ArticleNT902

When should we be moving into the net!

We have all noticed, over recent years, that the tendency is to stay at the back of the court and slug it out with our opponent, in fact, I
believe many players do not practice moving to the net and therefore are unsure of themselves, if they are drawn in by their opponent.

However, we are beggining to witness more players now getting into the net and I am sure we will see more players doing so.

I am certain we all agree that the place to be in a game of doubles, is at the net and whilst this is very predominant in pro tennis, we still
see many club players in a one up, one back formation. This is primarily due to their not knowing when to go to the net. In this scenario,
it is often worse to approach the net at the wrong time than to stay at the back of the court.

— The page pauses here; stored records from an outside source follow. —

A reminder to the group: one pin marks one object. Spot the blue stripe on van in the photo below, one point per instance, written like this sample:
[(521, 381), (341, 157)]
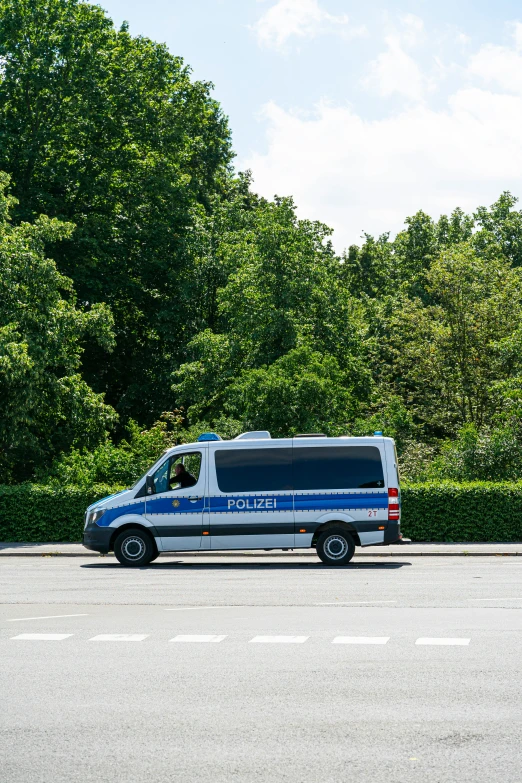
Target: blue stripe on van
[(249, 504), (257, 503), (113, 513), (330, 502)]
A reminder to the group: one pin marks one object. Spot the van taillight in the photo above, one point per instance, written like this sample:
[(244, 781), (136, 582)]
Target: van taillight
[(394, 511)]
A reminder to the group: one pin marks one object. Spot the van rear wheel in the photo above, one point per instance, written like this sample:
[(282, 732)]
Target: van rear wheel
[(134, 547), (335, 546)]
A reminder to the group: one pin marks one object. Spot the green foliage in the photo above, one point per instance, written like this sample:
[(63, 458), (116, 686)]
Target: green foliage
[(303, 391), (430, 512), (446, 357), (35, 512), (108, 131), (488, 455), (451, 512), (47, 405), (110, 464), (139, 274)]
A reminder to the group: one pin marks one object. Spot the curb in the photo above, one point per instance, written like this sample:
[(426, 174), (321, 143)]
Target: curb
[(268, 555)]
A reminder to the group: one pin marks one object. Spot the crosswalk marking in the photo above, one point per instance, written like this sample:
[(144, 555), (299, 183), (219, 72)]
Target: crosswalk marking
[(279, 639), (361, 640), (43, 637), (440, 641), (119, 637), (198, 638), (443, 641)]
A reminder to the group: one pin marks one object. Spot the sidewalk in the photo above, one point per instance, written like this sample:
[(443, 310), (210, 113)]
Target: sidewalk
[(398, 550)]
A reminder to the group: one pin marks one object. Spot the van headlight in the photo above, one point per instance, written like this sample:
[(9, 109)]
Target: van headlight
[(95, 515)]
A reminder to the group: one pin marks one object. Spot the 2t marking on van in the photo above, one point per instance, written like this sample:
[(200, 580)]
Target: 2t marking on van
[(253, 503)]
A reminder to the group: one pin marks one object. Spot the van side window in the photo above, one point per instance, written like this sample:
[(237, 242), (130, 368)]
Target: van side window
[(338, 467), (254, 470), (185, 469), (167, 478)]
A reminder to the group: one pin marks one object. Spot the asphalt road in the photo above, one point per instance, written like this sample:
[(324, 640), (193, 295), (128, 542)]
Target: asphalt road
[(274, 671)]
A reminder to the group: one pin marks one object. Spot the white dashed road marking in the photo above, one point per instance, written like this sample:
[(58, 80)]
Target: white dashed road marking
[(196, 638), (443, 641), (361, 640), (352, 603), (190, 608), (119, 637), (43, 637), (44, 617), (279, 639), (494, 599)]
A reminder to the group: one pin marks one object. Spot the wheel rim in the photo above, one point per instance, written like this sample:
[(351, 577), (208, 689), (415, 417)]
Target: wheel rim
[(336, 547), (133, 548)]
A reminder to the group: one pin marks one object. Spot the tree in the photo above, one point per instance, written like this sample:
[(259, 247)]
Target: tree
[(109, 132), (47, 406), (284, 291), (446, 359), (302, 391)]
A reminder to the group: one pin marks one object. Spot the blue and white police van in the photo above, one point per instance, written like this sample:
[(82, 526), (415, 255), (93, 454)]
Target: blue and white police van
[(255, 492)]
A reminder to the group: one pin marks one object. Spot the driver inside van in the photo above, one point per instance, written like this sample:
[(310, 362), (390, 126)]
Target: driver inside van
[(182, 478)]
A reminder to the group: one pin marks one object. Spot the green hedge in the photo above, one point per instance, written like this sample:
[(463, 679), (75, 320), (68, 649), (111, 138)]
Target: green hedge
[(430, 512), (36, 512), (476, 511)]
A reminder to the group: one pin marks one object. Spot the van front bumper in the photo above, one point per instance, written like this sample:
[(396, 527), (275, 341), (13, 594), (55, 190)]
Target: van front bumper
[(97, 538)]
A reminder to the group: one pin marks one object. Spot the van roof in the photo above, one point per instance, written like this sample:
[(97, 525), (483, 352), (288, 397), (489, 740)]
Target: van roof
[(302, 440)]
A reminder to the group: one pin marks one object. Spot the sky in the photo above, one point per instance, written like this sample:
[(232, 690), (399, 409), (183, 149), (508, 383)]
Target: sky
[(363, 112)]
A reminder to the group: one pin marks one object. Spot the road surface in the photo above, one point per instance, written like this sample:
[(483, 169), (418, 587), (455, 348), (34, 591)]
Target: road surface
[(403, 670)]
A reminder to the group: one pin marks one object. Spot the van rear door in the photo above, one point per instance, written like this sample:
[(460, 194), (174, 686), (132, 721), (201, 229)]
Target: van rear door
[(335, 480)]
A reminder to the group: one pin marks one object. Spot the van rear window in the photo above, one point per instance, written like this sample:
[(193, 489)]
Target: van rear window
[(254, 470), (338, 467)]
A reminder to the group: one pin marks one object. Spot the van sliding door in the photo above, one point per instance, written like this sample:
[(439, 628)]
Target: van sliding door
[(251, 499)]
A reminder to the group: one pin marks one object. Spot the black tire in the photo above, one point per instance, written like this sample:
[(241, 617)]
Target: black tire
[(335, 546), (135, 547)]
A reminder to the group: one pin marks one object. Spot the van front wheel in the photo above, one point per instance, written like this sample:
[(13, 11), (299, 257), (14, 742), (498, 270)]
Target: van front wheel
[(335, 547), (134, 547)]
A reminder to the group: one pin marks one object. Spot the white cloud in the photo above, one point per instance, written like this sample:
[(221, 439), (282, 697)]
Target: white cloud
[(500, 66), (359, 175), (300, 18), (395, 71), (412, 32)]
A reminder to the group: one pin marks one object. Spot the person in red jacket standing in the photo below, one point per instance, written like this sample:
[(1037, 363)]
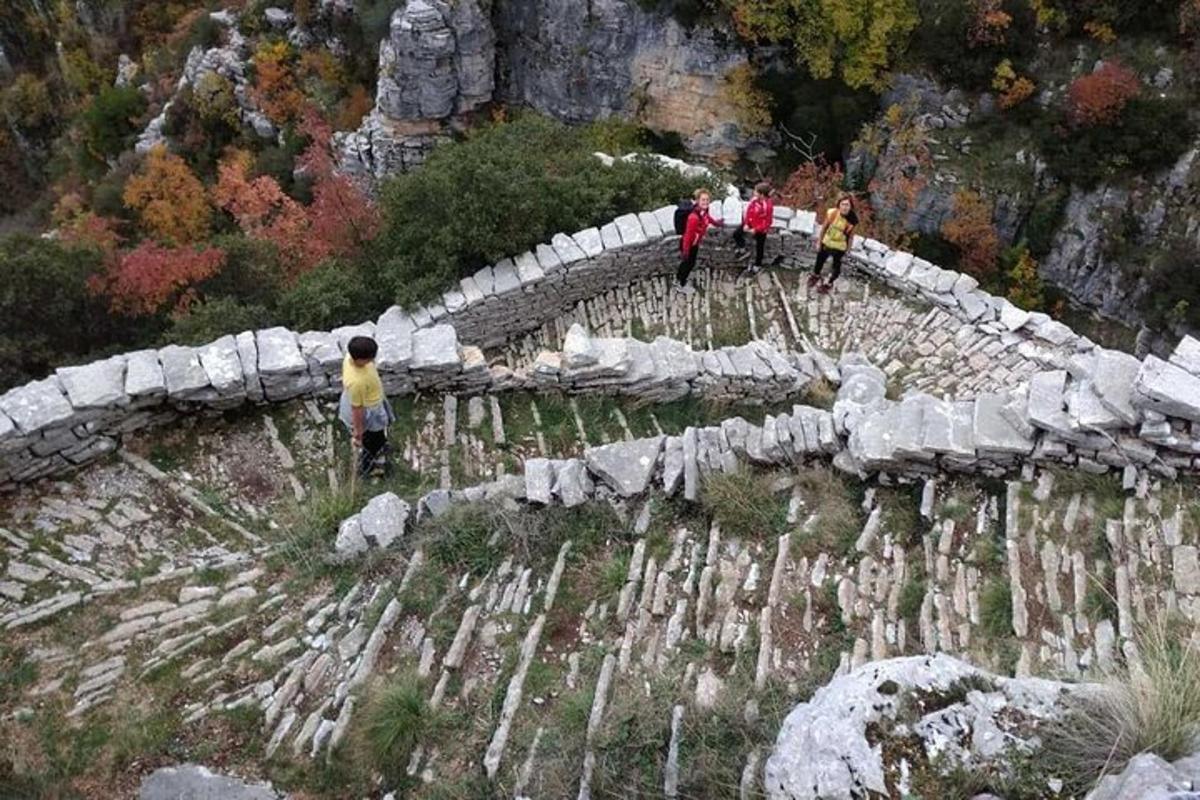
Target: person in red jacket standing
[(694, 233), (759, 217)]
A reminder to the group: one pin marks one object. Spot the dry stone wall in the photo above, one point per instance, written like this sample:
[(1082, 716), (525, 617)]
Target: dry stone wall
[(1091, 407)]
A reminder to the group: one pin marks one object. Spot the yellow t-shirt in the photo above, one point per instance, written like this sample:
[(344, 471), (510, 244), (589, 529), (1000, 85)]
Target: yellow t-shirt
[(361, 383), (835, 235)]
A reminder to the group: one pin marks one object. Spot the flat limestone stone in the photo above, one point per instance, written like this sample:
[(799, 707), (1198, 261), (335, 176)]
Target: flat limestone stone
[(36, 405), (143, 376), (394, 335), (279, 353), (573, 485), (196, 782), (222, 365), (1047, 401), (383, 519), (994, 432), (1187, 355), (100, 384), (539, 480), (1113, 382), (567, 250), (247, 354), (588, 241), (627, 465), (436, 348), (184, 372), (1168, 389)]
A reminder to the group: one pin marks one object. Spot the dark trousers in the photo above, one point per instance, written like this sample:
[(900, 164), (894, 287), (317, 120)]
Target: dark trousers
[(375, 443), (826, 253), (687, 264), (760, 244)]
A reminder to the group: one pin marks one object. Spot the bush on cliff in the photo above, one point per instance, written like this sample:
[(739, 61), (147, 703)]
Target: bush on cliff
[(499, 192), (47, 316)]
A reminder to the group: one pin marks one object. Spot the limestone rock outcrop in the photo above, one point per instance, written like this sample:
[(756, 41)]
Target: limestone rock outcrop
[(576, 61), (831, 746)]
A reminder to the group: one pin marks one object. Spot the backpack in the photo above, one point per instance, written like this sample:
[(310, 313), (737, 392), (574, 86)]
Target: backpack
[(682, 211)]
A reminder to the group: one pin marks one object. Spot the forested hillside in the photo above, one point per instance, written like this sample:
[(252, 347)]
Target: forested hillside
[(174, 169)]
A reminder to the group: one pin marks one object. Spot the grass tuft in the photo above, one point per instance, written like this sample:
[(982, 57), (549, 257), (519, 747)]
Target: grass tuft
[(1152, 708), (744, 504)]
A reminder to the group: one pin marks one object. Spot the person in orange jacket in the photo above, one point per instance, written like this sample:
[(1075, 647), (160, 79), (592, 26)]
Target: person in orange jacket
[(699, 222), (837, 235)]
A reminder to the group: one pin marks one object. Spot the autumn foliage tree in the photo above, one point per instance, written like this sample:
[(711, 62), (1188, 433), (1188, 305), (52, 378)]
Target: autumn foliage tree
[(970, 229), (337, 222), (1099, 97), (153, 278), (171, 202), (857, 40), (275, 85)]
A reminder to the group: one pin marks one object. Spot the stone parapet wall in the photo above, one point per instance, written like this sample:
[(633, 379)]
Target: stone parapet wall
[(1147, 409), (79, 414)]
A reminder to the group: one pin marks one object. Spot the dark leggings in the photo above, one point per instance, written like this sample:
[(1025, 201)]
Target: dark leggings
[(373, 443), (687, 264), (835, 254), (760, 244)]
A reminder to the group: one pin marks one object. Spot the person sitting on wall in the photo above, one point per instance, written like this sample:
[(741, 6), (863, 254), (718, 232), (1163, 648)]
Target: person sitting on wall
[(837, 235), (364, 408)]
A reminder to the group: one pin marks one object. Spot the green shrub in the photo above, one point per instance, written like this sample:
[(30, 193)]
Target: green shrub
[(111, 121), (210, 320), (943, 42), (996, 609), (47, 314), (251, 274), (336, 293), (396, 719), (1153, 709), (1150, 134), (499, 192), (744, 504)]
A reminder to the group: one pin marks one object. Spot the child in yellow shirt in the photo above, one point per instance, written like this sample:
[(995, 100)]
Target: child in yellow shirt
[(364, 408)]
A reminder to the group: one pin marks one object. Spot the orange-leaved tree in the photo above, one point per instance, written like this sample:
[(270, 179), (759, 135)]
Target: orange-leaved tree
[(77, 224), (151, 278), (337, 222), (169, 199), (1099, 97), (971, 230), (275, 85)]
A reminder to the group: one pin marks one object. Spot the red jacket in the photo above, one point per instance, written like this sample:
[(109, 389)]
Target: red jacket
[(760, 214), (697, 226)]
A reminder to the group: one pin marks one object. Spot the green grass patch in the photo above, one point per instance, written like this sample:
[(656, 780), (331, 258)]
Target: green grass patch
[(744, 504), (996, 609)]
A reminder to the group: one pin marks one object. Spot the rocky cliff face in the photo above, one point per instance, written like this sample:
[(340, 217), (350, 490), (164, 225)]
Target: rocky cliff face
[(1087, 262), (576, 60)]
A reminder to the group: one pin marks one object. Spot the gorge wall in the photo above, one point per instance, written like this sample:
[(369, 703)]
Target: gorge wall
[(577, 61)]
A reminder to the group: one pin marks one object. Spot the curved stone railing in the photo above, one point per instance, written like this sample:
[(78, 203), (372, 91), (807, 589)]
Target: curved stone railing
[(78, 414)]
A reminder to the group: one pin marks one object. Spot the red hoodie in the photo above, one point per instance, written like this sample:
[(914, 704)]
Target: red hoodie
[(697, 226), (760, 214)]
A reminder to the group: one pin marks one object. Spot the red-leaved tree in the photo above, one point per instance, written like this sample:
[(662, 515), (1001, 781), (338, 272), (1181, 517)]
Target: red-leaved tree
[(337, 222), (151, 278), (1099, 97)]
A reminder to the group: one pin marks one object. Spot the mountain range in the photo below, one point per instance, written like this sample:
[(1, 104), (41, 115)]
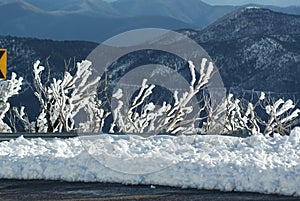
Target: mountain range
[(97, 20), (254, 49)]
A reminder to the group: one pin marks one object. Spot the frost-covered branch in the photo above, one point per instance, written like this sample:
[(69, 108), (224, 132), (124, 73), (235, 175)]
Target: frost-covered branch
[(8, 89), (62, 99), (162, 118)]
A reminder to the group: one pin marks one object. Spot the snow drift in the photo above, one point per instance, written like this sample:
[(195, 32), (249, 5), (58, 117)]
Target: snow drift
[(253, 164)]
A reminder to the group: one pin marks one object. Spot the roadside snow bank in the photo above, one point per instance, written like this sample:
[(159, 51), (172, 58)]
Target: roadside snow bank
[(254, 164)]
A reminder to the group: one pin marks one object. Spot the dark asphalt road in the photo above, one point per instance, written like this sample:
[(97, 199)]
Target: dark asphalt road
[(56, 190)]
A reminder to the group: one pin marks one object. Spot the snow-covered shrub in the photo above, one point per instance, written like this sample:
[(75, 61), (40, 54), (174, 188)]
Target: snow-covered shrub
[(62, 99), (166, 118), (266, 116), (8, 88)]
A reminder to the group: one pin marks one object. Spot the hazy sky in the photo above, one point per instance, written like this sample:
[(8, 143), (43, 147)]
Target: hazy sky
[(266, 2)]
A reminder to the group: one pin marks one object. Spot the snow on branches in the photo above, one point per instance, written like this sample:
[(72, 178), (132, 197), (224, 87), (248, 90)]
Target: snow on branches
[(8, 89), (165, 118), (274, 116), (62, 99)]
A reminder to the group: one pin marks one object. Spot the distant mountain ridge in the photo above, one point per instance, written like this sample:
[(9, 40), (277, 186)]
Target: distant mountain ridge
[(263, 54), (97, 20), (255, 49)]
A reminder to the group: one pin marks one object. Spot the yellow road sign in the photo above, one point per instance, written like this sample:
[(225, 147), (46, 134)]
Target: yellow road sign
[(3, 62)]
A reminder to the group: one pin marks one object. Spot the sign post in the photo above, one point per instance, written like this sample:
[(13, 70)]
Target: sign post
[(3, 63)]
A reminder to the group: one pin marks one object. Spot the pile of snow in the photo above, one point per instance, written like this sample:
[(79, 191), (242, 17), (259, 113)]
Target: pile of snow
[(253, 164)]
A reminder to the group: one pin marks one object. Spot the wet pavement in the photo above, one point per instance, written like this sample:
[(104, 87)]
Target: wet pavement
[(58, 190)]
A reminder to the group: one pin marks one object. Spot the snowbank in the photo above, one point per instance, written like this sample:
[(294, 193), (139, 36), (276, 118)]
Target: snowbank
[(254, 164)]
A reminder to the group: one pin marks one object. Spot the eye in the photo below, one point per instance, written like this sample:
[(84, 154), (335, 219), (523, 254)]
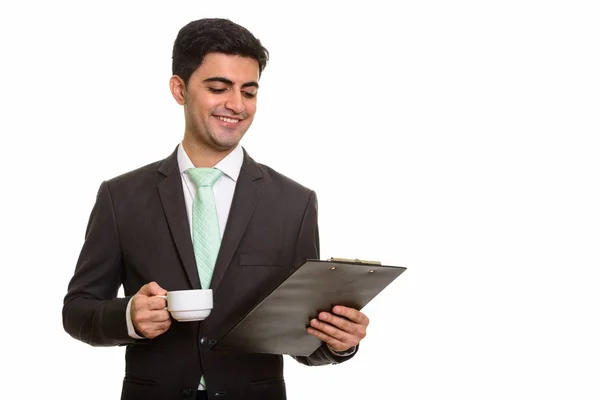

In general, the following point apply to both singles and doubles, although I must add that it is far easier and safer to go in on doubles than
singles. In singles it is necessary to be able to splitstep at the correct time, to be athletic and to be able to react quickly to be balanced
throughout and also to be an adequate if not good volleyer.

The following are some of the ways to get to the net and these should be practiced before attempting them in an important match:

1/.  From a good approach shot off a short ball (a short ball varied for club players and pros).

2/.  Off a swing or conventional volley on a floating ball.

3/.  You can come into the net off a good aggressive shot that has put your opponent on the defensive.

4/.  You can have the opportunity to rush the net off the return of serve, when you have struck a particularly good shot.

5/.  The obvious move to the net is from a good serve and you go in to volley.

6/.  You can move to the net from a good deep lob; but beware, if your opponent is in difficulty, they will probably put back an equally good lob.

7/.  From a very heavy topspin approach that has driven your opponent back.

8/.  And finally, as a way to surprise your opponent when they are least expecting you to rush the net.

Do not be too concerned about the passing shot (unless you go in on the wrong ball), your opponent may pass you occasionally, but if you are
pressurising them, this is not a great option on their part.

When moving into the net, do not overcook it and get in too close to the net, this will certainly expose you to the lob, and in any case, you want
to have room to move forward for the volley put away.

If you want to practice when playing, then the obvious choice is in doubles when it is essential to move in.